Я устала, пальцы потеряли чувствительность, поясница болела от сгибаний и разгибаний, а балкон был расчищен едва ли на треть. В углах орудовать совком стало неудобно, и я выгребала оттуда голубиное дерьмо голыми руками. В отяжелевшей голове запоздало царапнулась мысль, что в смеси экскрементов и разложившихся птичьих трупов может оказатся какая угодно дрянь, а острые кости легко могли проколоть палец до крови. Надо было остановиться, вымыть руки, надеть перчатки, но я ничего этого не сделала. Вместе с усталостью и отуплением пришло неожиданное, целительное бесчувствие. Мне было все равно, жив ты или мертв, мне было все равно, буду я жить или умру. Мне не хотелось умирать, но и жить – не особенно. Мне хотелось очистить балкон от мертвых голубей и выбросить наконец в мусор ранящие кости.

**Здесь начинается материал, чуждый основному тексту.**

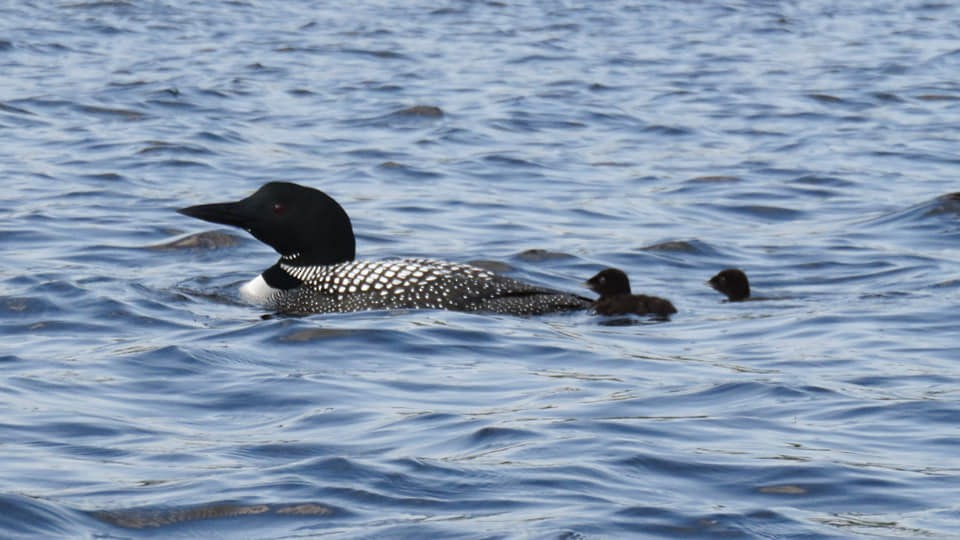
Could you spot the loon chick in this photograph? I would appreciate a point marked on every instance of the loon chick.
(732, 282)
(613, 286)
(316, 272)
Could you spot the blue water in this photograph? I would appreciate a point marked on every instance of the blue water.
(813, 145)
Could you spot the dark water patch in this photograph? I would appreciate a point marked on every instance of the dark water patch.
(378, 54)
(111, 112)
(765, 213)
(541, 255)
(940, 214)
(691, 247)
(421, 111)
(408, 171)
(14, 110)
(149, 518)
(203, 240)
(161, 147)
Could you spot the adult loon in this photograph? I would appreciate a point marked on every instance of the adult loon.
(613, 286)
(732, 282)
(316, 272)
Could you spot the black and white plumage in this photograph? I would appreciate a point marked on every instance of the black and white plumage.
(316, 272)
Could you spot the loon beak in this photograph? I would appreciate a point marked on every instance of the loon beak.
(227, 213)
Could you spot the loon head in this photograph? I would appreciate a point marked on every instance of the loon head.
(733, 283)
(609, 282)
(304, 225)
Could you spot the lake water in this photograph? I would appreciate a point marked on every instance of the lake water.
(813, 144)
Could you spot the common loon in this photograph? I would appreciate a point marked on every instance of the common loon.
(732, 282)
(613, 286)
(317, 273)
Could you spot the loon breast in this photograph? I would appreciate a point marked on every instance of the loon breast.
(406, 284)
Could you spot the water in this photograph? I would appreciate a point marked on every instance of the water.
(813, 145)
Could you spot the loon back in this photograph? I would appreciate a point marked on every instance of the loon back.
(316, 272)
(411, 284)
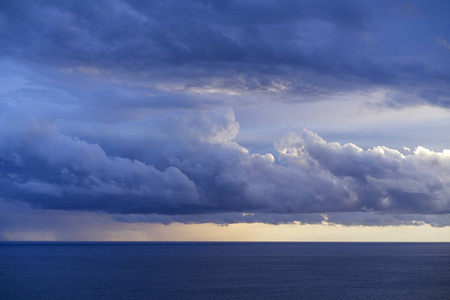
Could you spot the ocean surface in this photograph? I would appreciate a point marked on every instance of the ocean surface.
(224, 270)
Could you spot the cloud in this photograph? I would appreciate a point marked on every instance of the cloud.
(298, 48)
(188, 164)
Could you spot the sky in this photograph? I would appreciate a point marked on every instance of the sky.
(225, 120)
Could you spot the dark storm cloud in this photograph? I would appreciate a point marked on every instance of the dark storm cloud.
(188, 164)
(327, 45)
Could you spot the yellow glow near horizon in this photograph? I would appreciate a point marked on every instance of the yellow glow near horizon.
(246, 232)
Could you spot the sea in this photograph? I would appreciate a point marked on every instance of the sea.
(224, 270)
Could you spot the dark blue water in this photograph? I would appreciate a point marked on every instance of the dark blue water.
(225, 271)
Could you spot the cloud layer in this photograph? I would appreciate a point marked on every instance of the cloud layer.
(128, 108)
(188, 164)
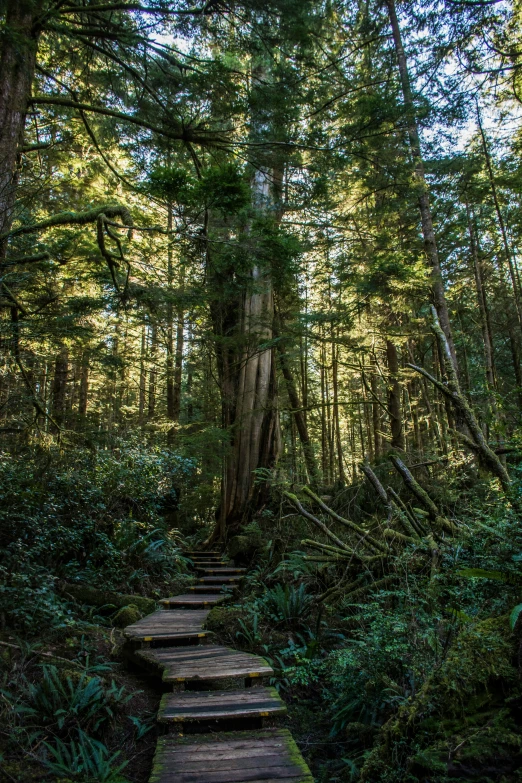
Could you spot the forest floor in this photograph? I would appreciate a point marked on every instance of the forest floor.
(94, 691)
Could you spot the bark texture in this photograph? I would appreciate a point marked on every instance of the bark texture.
(428, 231)
(18, 46)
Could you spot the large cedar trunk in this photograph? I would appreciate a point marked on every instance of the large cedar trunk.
(249, 393)
(18, 46)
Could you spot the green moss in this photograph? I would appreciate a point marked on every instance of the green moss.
(127, 615)
(96, 597)
(460, 721)
(242, 549)
(224, 622)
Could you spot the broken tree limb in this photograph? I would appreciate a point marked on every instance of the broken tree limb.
(416, 524)
(317, 522)
(393, 509)
(452, 390)
(364, 536)
(421, 495)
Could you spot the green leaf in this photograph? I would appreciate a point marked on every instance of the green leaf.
(481, 573)
(513, 617)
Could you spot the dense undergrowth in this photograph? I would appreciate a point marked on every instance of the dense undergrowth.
(87, 543)
(412, 674)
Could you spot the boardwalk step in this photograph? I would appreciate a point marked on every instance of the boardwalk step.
(205, 662)
(190, 706)
(244, 757)
(167, 626)
(210, 563)
(192, 600)
(206, 588)
(222, 571)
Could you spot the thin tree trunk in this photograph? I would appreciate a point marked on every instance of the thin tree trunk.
(170, 325)
(483, 307)
(324, 424)
(18, 47)
(153, 372)
(336, 418)
(394, 397)
(428, 232)
(84, 387)
(178, 359)
(59, 390)
(143, 376)
(299, 418)
(515, 282)
(376, 412)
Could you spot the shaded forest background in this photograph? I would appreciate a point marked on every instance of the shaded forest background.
(260, 287)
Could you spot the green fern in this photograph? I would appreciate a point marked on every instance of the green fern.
(498, 576)
(87, 760)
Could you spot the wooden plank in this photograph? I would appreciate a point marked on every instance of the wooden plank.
(192, 600)
(217, 705)
(269, 755)
(216, 589)
(225, 571)
(171, 624)
(206, 662)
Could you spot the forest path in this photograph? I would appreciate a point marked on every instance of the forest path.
(218, 712)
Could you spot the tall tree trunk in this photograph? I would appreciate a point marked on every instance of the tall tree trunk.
(170, 321)
(255, 428)
(376, 412)
(428, 232)
(487, 340)
(513, 272)
(324, 421)
(153, 373)
(394, 397)
(336, 418)
(143, 376)
(299, 417)
(59, 389)
(84, 386)
(18, 47)
(178, 359)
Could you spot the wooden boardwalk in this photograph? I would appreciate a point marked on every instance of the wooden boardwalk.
(217, 707)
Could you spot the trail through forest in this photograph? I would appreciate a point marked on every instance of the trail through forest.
(261, 296)
(235, 749)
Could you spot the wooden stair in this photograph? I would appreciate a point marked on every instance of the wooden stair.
(162, 626)
(191, 706)
(219, 580)
(206, 662)
(221, 571)
(270, 756)
(192, 601)
(171, 643)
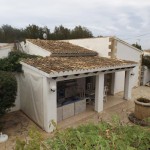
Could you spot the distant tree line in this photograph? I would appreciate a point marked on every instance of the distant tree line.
(10, 34)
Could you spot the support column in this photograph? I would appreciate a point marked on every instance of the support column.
(113, 81)
(127, 85)
(99, 92)
(50, 102)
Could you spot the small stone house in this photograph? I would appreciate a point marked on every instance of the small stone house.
(60, 84)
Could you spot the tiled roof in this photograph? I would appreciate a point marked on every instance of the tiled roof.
(148, 51)
(61, 64)
(59, 48)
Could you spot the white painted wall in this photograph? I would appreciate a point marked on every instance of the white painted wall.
(4, 51)
(17, 101)
(100, 45)
(126, 52)
(33, 49)
(146, 76)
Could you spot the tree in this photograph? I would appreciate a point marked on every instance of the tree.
(137, 46)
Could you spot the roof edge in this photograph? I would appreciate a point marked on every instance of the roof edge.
(122, 41)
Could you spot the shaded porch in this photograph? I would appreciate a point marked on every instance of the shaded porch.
(90, 114)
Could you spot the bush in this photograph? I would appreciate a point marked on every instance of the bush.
(102, 136)
(12, 62)
(8, 91)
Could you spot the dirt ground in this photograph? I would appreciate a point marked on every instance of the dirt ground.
(17, 124)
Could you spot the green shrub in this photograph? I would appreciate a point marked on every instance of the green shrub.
(33, 143)
(12, 62)
(8, 91)
(102, 136)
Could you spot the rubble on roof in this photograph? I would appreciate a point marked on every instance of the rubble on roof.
(60, 48)
(58, 64)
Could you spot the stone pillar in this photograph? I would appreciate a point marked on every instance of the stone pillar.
(113, 81)
(50, 104)
(128, 85)
(99, 92)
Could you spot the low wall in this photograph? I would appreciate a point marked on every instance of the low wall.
(146, 76)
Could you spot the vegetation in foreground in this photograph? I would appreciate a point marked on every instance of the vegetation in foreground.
(101, 136)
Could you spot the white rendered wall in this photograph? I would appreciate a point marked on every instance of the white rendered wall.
(126, 52)
(50, 104)
(146, 77)
(35, 50)
(4, 51)
(17, 101)
(100, 45)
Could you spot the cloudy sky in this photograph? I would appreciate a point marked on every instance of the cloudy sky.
(126, 19)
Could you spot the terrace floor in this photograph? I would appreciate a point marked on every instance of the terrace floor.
(17, 124)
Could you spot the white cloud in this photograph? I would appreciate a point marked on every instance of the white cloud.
(124, 18)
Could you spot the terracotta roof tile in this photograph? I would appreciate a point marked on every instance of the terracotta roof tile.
(60, 48)
(58, 64)
(148, 51)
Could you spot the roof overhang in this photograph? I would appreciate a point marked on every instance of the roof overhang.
(64, 74)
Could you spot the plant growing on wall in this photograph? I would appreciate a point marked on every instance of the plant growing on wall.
(12, 62)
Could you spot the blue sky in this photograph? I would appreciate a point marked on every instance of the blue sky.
(126, 19)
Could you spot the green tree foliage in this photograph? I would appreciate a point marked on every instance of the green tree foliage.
(9, 34)
(8, 91)
(146, 61)
(80, 32)
(60, 33)
(12, 62)
(137, 46)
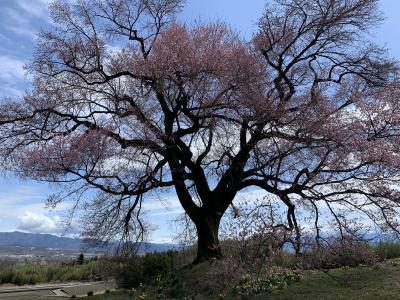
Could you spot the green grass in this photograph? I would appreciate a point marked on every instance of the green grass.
(33, 273)
(358, 283)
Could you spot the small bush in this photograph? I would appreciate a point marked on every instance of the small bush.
(276, 278)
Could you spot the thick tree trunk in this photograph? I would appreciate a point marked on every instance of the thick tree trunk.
(208, 246)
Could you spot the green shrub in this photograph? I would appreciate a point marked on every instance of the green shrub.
(277, 278)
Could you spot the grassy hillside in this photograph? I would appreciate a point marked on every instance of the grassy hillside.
(363, 283)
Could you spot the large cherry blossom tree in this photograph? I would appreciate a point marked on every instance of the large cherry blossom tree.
(127, 102)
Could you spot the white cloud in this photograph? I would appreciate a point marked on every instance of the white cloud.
(40, 223)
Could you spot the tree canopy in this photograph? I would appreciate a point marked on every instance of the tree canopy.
(128, 101)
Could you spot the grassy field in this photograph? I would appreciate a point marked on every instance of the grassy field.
(366, 283)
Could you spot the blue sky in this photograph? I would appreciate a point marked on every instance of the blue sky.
(22, 202)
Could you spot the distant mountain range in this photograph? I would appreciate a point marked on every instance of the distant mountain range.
(44, 241)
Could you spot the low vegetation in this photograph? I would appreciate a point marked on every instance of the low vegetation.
(346, 270)
(33, 272)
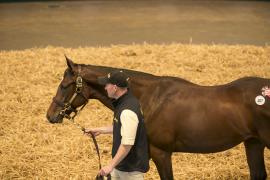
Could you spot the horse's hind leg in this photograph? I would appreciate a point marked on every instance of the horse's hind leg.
(255, 158)
(163, 162)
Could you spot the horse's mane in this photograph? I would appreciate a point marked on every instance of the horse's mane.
(106, 69)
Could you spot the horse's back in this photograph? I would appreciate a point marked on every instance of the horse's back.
(195, 118)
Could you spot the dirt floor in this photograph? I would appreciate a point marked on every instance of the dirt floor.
(32, 148)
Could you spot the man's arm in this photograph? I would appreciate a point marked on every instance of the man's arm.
(100, 130)
(122, 152)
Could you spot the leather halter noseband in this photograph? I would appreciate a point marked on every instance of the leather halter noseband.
(66, 106)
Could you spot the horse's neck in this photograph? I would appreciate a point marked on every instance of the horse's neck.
(139, 83)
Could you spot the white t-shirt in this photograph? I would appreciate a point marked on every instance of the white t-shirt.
(129, 121)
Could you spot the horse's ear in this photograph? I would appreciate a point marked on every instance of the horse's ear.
(70, 63)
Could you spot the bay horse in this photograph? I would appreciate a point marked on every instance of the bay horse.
(180, 116)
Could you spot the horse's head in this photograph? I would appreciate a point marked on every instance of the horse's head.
(70, 95)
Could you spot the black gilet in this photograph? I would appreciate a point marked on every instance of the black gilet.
(138, 158)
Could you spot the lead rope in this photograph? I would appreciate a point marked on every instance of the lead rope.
(96, 146)
(93, 137)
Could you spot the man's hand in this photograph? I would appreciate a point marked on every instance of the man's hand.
(94, 131)
(105, 170)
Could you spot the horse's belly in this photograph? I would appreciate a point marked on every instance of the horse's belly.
(206, 145)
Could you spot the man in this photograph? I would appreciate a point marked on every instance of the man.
(130, 149)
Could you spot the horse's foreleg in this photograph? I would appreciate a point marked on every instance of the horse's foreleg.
(255, 158)
(163, 162)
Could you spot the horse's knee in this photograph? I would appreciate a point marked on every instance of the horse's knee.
(162, 160)
(259, 175)
(255, 158)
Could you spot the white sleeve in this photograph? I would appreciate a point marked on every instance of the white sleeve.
(129, 121)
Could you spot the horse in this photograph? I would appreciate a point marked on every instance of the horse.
(180, 116)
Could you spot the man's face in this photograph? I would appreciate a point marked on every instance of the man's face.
(111, 90)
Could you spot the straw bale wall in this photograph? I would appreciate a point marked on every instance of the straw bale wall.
(32, 148)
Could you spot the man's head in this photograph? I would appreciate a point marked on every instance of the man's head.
(116, 83)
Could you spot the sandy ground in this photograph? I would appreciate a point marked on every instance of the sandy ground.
(32, 148)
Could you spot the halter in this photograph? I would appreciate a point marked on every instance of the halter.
(66, 106)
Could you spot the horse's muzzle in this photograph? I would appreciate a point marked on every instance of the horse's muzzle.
(54, 119)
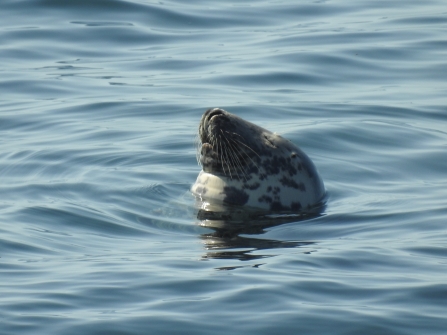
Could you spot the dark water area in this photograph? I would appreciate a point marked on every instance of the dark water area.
(99, 108)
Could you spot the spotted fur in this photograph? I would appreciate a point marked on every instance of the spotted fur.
(246, 165)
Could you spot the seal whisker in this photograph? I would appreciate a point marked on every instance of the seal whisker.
(227, 160)
(246, 154)
(246, 165)
(236, 160)
(247, 147)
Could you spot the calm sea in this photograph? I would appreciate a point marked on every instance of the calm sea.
(99, 107)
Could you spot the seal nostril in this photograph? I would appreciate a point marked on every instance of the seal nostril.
(214, 112)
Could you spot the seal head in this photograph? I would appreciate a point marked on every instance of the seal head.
(246, 165)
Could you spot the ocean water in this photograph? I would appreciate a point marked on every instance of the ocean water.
(99, 107)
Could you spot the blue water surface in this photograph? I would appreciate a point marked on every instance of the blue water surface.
(99, 108)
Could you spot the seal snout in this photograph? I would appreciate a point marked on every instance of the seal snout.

Я закончила, когда уже стемнело. Народ на Болотной начал расходиться примерно в это же время. С темно-серого неба срывались редкие снежинки, похожие на…
Край. Декабрь 2011
…птичьи перья, падали на памятники, укрывали мохнатые сосновые лапы, создавая невесомый фон для легкой, недавящей тишины, какая бывает зимой в лесу. Кладбище было со всех сторон окружено сосняком, когда-то молодым и плотным, а теперь основательно прореженным временем. В просветах между деревьями виднелись горки, по которым вверх и вниз сновали человеческие фигурки с санками и лыжами, но звуки кутерьмы рассеивались, гасли в разделяющих нас сугробах, мы ничего не слышали. За горками в ясные дни голубели трубы комбината, а сегодня висела непрозрачная белесая пелена. Руслан осторожно стукнул лопатой по оградке, от лопасти отвалился снежный пласт.
– Так, конечно, лучше, – был вынужден признать он, оглядев расчищенную нами тропинку. – Только ведь все равно никакого смысла.
Каждую пару недель зимой мы приезжали сюда прибрать папину могилу. Обычно я ездила с мамой, но сегодня она осталась дома.
– Ни малейшего, – согласилась я, глядя в тяжелое набухшее новыми снегами небо, – завтра опять засыпет. Жизнь бессмысленна и беспощадна. Это такой дзен. Деяние, не предполагающее вознаграждение.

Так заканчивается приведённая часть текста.